Complicated Kids podcast

More Therapy is Not Better with Casey the Speducator

0:00
23:52
15 Sekunden vorwärts
15 Sekunden vorwärts

A child can need support and still have too much support.

In this conversation, I talk with Casey Joseph, special educator and founder of Casey's Special Education Services, about what happens when families get handed a long list of recommendations and start trying to do all of it at once. Casey shares why "more" is not always the best answer for neurodivergent kids, especially when services start to crowd out rest, connection, regulation, and ordinary family life. We talk about the hidden cost of too many appointments, too many providers, and too many moving pieces, and why parents need permission to step back and ask what is truly necessary right now.

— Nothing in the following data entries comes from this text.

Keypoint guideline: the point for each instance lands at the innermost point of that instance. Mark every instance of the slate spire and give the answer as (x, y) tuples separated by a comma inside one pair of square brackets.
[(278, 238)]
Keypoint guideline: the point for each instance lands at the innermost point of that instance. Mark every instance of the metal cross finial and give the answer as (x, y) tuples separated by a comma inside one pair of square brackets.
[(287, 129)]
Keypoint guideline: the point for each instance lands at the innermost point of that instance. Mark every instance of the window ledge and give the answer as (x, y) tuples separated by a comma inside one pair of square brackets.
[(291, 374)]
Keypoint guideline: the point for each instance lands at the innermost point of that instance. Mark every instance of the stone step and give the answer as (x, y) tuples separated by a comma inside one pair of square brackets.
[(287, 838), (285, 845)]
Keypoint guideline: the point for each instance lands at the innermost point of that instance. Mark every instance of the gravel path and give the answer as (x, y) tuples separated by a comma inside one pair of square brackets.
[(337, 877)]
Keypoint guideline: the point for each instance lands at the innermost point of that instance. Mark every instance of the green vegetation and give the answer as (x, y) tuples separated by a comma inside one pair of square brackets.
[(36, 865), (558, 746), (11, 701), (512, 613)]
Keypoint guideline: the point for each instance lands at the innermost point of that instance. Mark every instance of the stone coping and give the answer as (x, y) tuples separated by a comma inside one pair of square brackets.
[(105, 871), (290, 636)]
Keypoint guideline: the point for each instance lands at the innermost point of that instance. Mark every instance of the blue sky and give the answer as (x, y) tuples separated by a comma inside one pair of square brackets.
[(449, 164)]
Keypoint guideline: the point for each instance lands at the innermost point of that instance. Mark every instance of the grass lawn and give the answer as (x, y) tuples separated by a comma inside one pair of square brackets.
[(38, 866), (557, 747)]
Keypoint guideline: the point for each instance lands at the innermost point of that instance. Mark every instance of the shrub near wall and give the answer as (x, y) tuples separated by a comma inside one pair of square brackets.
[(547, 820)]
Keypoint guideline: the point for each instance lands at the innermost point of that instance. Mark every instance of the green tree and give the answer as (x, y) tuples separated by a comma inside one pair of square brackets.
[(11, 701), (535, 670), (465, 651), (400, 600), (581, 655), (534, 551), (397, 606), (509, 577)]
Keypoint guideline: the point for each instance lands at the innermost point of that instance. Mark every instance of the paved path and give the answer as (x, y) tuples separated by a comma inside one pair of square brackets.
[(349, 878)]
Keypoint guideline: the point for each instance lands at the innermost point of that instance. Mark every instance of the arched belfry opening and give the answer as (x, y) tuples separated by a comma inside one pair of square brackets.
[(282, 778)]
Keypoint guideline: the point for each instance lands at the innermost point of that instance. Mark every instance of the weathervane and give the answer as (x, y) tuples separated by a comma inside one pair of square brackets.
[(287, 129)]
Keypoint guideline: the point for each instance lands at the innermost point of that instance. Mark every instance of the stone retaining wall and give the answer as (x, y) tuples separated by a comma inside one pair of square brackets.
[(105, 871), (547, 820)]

We also get into the practical side of this: how to think about a child's most urgent needs first, why fit matters more than quantity, when it may make sense to pause or reduce services, and how seasons of life affect progress too. Casey offers a thoughtful framework for choosing support with more intention and less panic, so families can build something sustainable instead of piling on one more thing just because it sounds helpful.

Key Takeaways

  • More services do not automatically mean better outcomes. A child can benefit from support and still become overwhelmed by too many appointments, transitions, and expectations.
  • Parents need permission to be intentional. It is okay to ask what is most important right now instead of trying to address every need at the same time.
  • Burnout matters for kids too. If a child is spending all day holding it together at school, adding too many after-school supports can push them past capacity.
  • Burnout in parents affects the whole system. When a parent is juggling too many providers, updates, schedules, and logistics, that stress often gets felt by the child.
  • Fit matters as much as access. A therapist, tutor, or clinician may be wonderful and still not be the right person for a particular child or diagnosis.
  • Support should match the real priority. Sometimes the first need is regulation, anxiety support, sensory support, or basic physical needs, not academics.
  • Services can change over time. A child may need something intensely for one season, then need less, a break, or something different later.
  • Progress is not linear. Some parts of the year are naturally harder, and families do not need to panic if growth looks slower during stressful or draining seasons.
  • Multidisciplinary support can help when it reduces stress. Sometimes one clinic or one coordinated team makes more sense than managing many separate providers.
  • A good question for families is not only "What could help?" but also "What is giving us a real return on the investment of time, money, and energy?"

About Casey Joseph

Casey Joseph is the Executive Director and Founder of Casey's Special Education Services, LLC. She is a special educator who has built a team of special education teachers providing one-on-one support, tutoring, and consultation for families across the DMV. Casey's work focuses on children who learn differently and benefit from individualized support grounded in special education expertise. Her approach is collaborative, strengths-based, and centered on helping families find support that is both meaningful and sustainable.

About Your Host, Gabriele Nicolet

I'm Gabriele Nicolet, toddler whisperer, speech therapist, parenting life coach, and host of Complicated Kids. Each week, I share practical, relationship-based strategies for raising kids with big feelings, big needs, and beautifully different brains. My goal is to help families move from surviving to thriving by building connection, confidence, and clarity at home.